Figure 1 shows the relation of Mg²⁺-dependent ATP hydrolysis with Cl⁻ ion concentration in synaptic membrane and microsomal fractions. The shape of the V = f(Cl⁻) curve is similar in both cases. Only the specific activity of the enzyme is altered. Synaptic membranes are characterized by a high Cl-ATPase activity compared to microsomes. Analysis of the curve’s geometric shape clearly reveals its bell shape, with ascending and descending phases of Cl⁻ concentration dependence.

Fig. 1

Dependence of Cl-ATPase activity (V) on Cl ion concentration (decimal logarithms) in synaptic and microsomal fraction. Protein: 0.022 mg/ml, ATP = 2 mM, Tris–Malate = 30 mM (pH 7.7), ouabain = 0.2 mM

Study of Cl⁻ ion activity mechanisms on Cl-ATPase has revealed that when [Cl⁻] < 10 mM the enzyme activity dependence on a variable ligand is increasing. With a further increase of Cl⁻ concentration the enzyme activity is reduced and approximates zero. For the transport to be effected, at the very beginning the enzyme with high affinity should bind an ion, whereas after the transport has been effected, due to the decay of ion affinity, the enzyme should get released from that ion. Such a geometric shape of the kinetic V = f(Cl⁻) curve is certainly specific to all Tr-ATPases and is a necessary but insufficient condition for the identification of Tr-ATPase system.

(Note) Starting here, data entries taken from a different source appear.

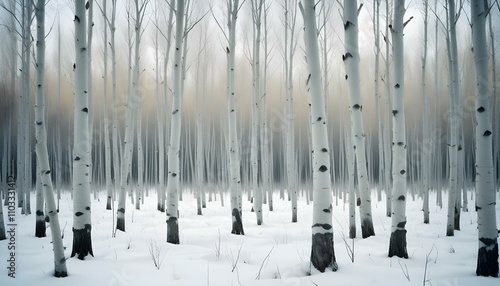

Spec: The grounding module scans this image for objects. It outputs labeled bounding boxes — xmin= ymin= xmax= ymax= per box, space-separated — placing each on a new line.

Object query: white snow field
xmin=0 ymin=191 xmax=500 ymax=286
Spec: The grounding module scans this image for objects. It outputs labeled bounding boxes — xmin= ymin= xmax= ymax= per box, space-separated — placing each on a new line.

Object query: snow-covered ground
xmin=0 ymin=191 xmax=500 ymax=286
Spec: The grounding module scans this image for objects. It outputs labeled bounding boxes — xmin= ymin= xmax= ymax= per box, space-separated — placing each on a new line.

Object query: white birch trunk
xmin=283 ymin=0 xmax=297 ymax=222
xmin=250 ymin=0 xmax=264 ymax=225
xmin=167 ymin=0 xmax=184 ymax=244
xmin=342 ymin=0 xmax=375 ymax=238
xmin=389 ymin=0 xmax=408 ymax=258
xmin=384 ymin=0 xmax=393 ymax=217
xmin=373 ymin=0 xmax=387 ymax=201
xmin=35 ymin=161 xmax=46 ymax=237
xmin=471 ymin=0 xmax=498 ymax=277
xmin=35 ymin=0 xmax=68 ymax=277
xmin=226 ymin=0 xmax=245 ymax=235
xmin=108 ymin=0 xmax=121 ymax=210
xmin=420 ymin=0 xmax=432 ymax=223
xmin=102 ymin=1 xmax=114 ymax=210
xmin=446 ymin=0 xmax=462 ymax=236
xmin=299 ymin=0 xmax=338 ymax=272
xmin=73 ymin=1 xmax=94 ymax=260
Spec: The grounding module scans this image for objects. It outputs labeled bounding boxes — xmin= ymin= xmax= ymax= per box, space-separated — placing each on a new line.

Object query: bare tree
xmin=389 ymin=0 xmax=409 ymax=258
xmin=35 ymin=0 xmax=68 ymax=277
xmin=167 ymin=0 xmax=185 ymax=244
xmin=299 ymin=0 xmax=338 ymax=272
xmin=471 ymin=0 xmax=498 ymax=277
xmin=342 ymin=0 xmax=375 ymax=238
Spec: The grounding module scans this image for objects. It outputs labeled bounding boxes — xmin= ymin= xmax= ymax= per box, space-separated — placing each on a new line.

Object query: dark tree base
xmin=476 ymin=239 xmax=498 ymax=277
xmin=389 ymin=229 xmax=408 ymax=258
xmin=361 ymin=219 xmax=375 ymax=238
xmin=54 ymin=271 xmax=68 ymax=278
xmin=167 ymin=217 xmax=180 ymax=244
xmin=311 ymin=232 xmax=339 ymax=272
xmin=106 ymin=197 xmax=111 ymax=210
xmin=231 ymin=209 xmax=245 ymax=235
xmin=35 ymin=216 xmax=47 ymax=237
xmin=116 ymin=218 xmax=125 ymax=232
xmin=349 ymin=225 xmax=356 ymax=239
xmin=71 ymin=224 xmax=94 ymax=260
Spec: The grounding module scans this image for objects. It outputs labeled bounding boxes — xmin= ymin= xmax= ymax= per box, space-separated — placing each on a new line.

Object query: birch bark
xmin=342 ymin=0 xmax=375 ymax=238
xmin=299 ymin=0 xmax=338 ymax=272
xmin=167 ymin=0 xmax=184 ymax=244
xmin=471 ymin=0 xmax=498 ymax=277
xmin=389 ymin=0 xmax=408 ymax=258
xmin=73 ymin=1 xmax=94 ymax=260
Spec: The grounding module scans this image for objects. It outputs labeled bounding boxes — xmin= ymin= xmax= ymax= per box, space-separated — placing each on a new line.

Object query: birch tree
xmin=342 ymin=0 xmax=375 ymax=238
xmin=250 ymin=0 xmax=264 ymax=225
xmin=299 ymin=0 xmax=338 ymax=272
xmin=471 ymin=0 xmax=498 ymax=277
xmin=167 ymin=0 xmax=184 ymax=244
xmin=446 ymin=0 xmax=462 ymax=236
xmin=71 ymin=1 xmax=94 ymax=260
xmin=282 ymin=0 xmax=297 ymax=222
xmin=420 ymin=0 xmax=431 ymax=223
xmin=35 ymin=0 xmax=68 ymax=277
xmin=389 ymin=0 xmax=409 ymax=258
xmin=224 ymin=0 xmax=245 ymax=235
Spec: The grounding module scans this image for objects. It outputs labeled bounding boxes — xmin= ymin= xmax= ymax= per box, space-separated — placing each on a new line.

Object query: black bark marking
xmin=344 ymin=21 xmax=354 ymax=30
xmin=342 ymin=52 xmax=352 ymax=61
xmin=361 ymin=219 xmax=375 ymax=238
xmin=479 ymin=237 xmax=497 ymax=247
xmin=231 ymin=208 xmax=245 ymax=235
xmin=389 ymin=229 xmax=408 ymax=259
xmin=476 ymin=242 xmax=498 ymax=277
xmin=71 ymin=224 xmax=94 ymax=260
xmin=311 ymin=232 xmax=338 ymax=272
xmin=312 ymin=223 xmax=332 ymax=230
xmin=167 ymin=217 xmax=180 ymax=244
xmin=398 ymin=221 xmax=406 ymax=228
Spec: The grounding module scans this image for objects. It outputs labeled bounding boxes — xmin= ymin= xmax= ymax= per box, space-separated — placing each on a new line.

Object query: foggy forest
xmin=0 ymin=0 xmax=500 ymax=286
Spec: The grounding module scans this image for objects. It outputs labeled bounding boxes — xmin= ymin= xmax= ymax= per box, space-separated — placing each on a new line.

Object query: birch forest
xmin=0 ymin=0 xmax=500 ymax=286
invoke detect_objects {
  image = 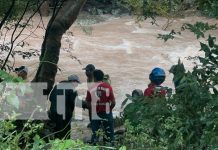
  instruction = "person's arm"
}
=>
[109,88,116,110]
[86,91,92,109]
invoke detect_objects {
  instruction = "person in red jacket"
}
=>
[144,67,167,97]
[86,69,116,145]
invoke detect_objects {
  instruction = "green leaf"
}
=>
[208,35,216,48]
[119,146,126,150]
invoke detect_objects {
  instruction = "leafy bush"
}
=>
[122,31,218,150]
[197,0,218,18]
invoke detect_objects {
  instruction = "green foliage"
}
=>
[122,36,218,150]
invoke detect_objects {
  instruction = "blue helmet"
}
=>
[149,67,166,85]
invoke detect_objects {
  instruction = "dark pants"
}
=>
[49,114,72,139]
[91,112,114,145]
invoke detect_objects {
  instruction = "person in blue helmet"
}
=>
[144,67,167,97]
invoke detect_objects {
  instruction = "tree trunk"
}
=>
[39,0,49,16]
[33,0,86,92]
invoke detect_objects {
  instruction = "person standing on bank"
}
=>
[82,64,95,128]
[48,75,81,139]
[86,70,116,145]
[14,66,28,80]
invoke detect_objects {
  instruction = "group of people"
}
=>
[15,64,167,145]
[48,64,116,144]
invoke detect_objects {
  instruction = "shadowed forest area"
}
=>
[0,0,218,150]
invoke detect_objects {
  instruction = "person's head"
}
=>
[14,66,28,80]
[68,74,81,87]
[83,64,95,78]
[149,67,166,85]
[93,69,104,82]
[132,89,143,97]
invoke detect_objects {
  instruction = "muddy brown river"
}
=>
[1,13,218,118]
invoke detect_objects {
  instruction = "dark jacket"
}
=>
[49,81,77,121]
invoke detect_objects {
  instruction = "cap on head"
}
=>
[83,64,95,72]
[68,74,81,83]
[14,66,28,73]
[149,67,166,85]
[93,69,104,82]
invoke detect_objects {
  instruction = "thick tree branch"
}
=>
[33,0,86,92]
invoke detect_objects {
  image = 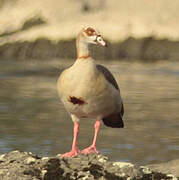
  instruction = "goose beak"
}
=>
[96,36,107,47]
[99,39,107,47]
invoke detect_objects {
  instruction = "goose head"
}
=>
[79,26,107,46]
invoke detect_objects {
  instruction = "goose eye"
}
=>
[97,37,101,41]
[85,27,95,36]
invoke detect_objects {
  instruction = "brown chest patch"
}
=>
[69,96,87,105]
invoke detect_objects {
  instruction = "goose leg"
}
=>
[61,122,80,157]
[81,120,101,154]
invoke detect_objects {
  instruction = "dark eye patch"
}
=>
[85,27,96,36]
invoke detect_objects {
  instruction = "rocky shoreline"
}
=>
[0,151,179,180]
[0,37,179,61]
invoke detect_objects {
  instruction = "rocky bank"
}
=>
[0,0,179,61]
[0,151,179,180]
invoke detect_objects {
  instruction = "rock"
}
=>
[148,159,179,177]
[0,0,179,61]
[0,151,178,180]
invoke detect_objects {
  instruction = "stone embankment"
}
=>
[0,0,179,61]
[0,151,179,180]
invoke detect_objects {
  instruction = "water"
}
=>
[0,59,179,164]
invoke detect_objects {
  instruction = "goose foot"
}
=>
[81,145,99,154]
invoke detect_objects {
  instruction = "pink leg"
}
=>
[81,120,101,154]
[61,122,79,157]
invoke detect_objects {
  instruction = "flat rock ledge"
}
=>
[0,151,179,180]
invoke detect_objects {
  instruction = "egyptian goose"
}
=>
[57,27,124,157]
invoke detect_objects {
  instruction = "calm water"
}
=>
[0,59,179,164]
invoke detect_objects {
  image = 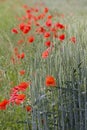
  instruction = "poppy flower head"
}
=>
[42,50,49,59]
[11,28,18,34]
[15,94,26,105]
[45,41,51,47]
[25,105,32,112]
[45,75,56,87]
[28,36,35,43]
[58,34,65,41]
[0,99,9,110]
[70,37,76,43]
[44,32,50,38]
[19,70,25,76]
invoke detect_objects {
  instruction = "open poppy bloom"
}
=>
[0,99,9,110]
[45,75,56,87]
[15,94,26,105]
[42,50,49,59]
[25,106,32,112]
[19,70,25,76]
[18,82,29,91]
[70,37,76,43]
[58,34,65,41]
[11,28,18,34]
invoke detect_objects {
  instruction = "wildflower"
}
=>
[19,70,25,75]
[55,23,65,29]
[0,99,9,110]
[45,75,56,87]
[19,23,31,34]
[15,94,26,105]
[11,28,18,34]
[25,106,32,112]
[70,37,76,43]
[58,34,65,41]
[18,82,29,91]
[42,50,49,59]
[45,41,51,47]
[17,39,24,44]
[28,36,34,43]
[36,27,46,33]
[47,15,53,19]
[44,32,50,38]
[44,7,49,13]
[18,52,25,59]
[46,20,52,27]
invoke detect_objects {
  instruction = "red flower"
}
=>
[44,32,50,38]
[45,75,56,87]
[19,70,25,75]
[70,37,76,43]
[46,20,52,27]
[28,36,34,43]
[11,28,18,34]
[55,23,65,29]
[42,50,49,59]
[25,106,32,112]
[18,82,29,91]
[48,15,53,19]
[36,27,46,33]
[19,23,31,34]
[58,34,65,41]
[44,8,49,13]
[0,99,9,110]
[15,94,26,105]
[17,39,24,44]
[45,41,51,47]
[18,52,25,59]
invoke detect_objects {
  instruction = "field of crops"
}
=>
[0,0,87,130]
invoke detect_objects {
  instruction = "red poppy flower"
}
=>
[19,70,25,75]
[58,34,65,41]
[44,32,50,38]
[19,23,31,34]
[25,106,32,112]
[17,39,24,44]
[0,99,9,110]
[18,82,29,91]
[17,52,25,59]
[42,50,49,59]
[55,23,65,29]
[70,37,76,43]
[44,7,49,13]
[28,36,34,43]
[15,94,26,105]
[11,28,18,34]
[45,41,51,47]
[45,75,56,87]
[46,20,52,27]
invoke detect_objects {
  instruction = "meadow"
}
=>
[0,0,87,130]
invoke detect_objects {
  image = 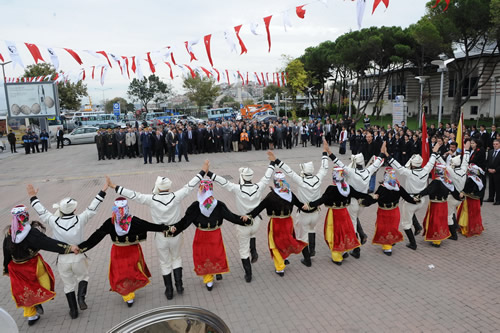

Qualitative conversion results in linearization of the function when r = 1 (r is a power index whose numerical value is determined by the curve’s shape; when the function has a horizontal asymptote, r = n). This means that each molecule of Cl-ATPase has one ligand-binding site for Cl⁻ as for an essential activator (i.e., n = 1). To determine the number of sites for Cl⁻ as a full inhibitor, a high variable concentration of Cl⁻ was taken ([Cl] ≥ 40 mM). Linearization of function was achieved when r = 1, i.e., number of sites for Cl⁻ as a full inhibitor, m = 1.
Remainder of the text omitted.